Membaca surat ini, Sofia larut dalam pikirannya. Dalam hati ia mengakui kebenaran kata-kata si pemilik cafe. Mengikuti kata hati. Memilih dengan hati. Baiklah, ia akan menuruti saran Calvin Wan.

Tapi, siapa sebenarnya Calvin Wan? Ia seperti cenayang. Mungkinkah ia sebenarnya paranormal yang memiliki mata batin yang tajam? Buktinya, ia selalu tahu apa yang dilakukan dan dirasakan Sofia.
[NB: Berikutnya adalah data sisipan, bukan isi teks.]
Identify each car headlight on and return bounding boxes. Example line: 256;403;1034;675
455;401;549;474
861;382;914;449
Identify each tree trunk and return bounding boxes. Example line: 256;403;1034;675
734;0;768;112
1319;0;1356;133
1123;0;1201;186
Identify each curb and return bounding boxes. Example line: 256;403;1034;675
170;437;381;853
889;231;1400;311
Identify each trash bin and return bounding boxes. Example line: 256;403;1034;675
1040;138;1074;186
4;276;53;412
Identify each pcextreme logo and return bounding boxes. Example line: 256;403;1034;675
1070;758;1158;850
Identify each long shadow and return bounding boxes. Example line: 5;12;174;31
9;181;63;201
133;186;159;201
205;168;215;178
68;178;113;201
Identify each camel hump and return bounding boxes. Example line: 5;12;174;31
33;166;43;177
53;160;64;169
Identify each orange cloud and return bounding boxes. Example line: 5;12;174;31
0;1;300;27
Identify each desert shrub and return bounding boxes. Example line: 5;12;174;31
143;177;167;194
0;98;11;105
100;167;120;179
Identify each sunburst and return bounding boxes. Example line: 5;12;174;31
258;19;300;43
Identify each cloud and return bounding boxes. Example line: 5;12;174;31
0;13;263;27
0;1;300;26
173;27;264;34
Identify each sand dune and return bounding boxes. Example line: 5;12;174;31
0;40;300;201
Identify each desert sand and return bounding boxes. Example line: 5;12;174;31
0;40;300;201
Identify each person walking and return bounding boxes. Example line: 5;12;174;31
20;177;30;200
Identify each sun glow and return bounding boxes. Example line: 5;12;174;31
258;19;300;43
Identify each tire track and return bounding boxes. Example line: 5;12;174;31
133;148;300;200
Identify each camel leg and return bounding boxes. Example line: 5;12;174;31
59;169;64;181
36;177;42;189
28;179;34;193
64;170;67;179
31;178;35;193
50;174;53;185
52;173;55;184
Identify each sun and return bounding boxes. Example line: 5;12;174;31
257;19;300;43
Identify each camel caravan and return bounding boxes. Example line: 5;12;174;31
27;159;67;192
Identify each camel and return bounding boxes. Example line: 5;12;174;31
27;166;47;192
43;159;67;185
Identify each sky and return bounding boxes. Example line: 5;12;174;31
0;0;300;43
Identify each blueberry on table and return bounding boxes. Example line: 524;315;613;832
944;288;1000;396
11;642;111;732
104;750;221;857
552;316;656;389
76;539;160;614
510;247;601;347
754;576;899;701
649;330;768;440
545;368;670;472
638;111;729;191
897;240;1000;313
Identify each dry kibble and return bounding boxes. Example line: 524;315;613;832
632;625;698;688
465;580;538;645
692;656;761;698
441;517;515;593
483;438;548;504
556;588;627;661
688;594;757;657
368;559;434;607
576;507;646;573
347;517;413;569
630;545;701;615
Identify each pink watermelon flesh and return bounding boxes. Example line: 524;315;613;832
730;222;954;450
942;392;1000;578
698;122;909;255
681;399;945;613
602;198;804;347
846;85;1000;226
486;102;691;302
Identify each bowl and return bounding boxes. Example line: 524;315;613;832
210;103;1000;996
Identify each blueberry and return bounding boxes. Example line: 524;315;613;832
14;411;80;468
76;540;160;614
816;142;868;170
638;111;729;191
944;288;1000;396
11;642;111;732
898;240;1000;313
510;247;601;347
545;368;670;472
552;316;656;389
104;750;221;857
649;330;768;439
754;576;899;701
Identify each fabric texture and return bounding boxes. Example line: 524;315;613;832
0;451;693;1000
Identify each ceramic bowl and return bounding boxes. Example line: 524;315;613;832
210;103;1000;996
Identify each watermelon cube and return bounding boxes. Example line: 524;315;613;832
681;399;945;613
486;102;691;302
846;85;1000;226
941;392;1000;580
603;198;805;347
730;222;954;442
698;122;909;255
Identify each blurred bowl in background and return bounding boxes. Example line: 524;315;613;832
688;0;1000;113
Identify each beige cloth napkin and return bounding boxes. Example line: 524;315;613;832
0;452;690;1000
Walau membenarkan nasihatnya, tetap saja Sofia kesal dengan si penyanyi cafe. Sama seperti surat sebelumnya, surat yang diterimanya hari ini berakhir menjadi robekan-robekan kecil di tempat sampah.

**       

Malam ini hujan deras mengguyur kota. Kesuraman melingkupi metropolitan, sesuram hati Sofia. Ia baru saja bertengkar dengan ayahnya. Sang ayah kecewa karena Sofia terlalu sibuk dengan pekerjaan. Sampai-sampai lupa menjenguknya di rumah sakit. Ayahnya mengingatkan kalau dirinya satu-satunya anggota keluarga Sofia yang masih hidup. Semula Sofia bisa bersabar menghadapi kemarahan ayahnya. Namun kesabaran pun berbatas. Emosinya naik, dan pecahlah pertengkaran di rumah sakit.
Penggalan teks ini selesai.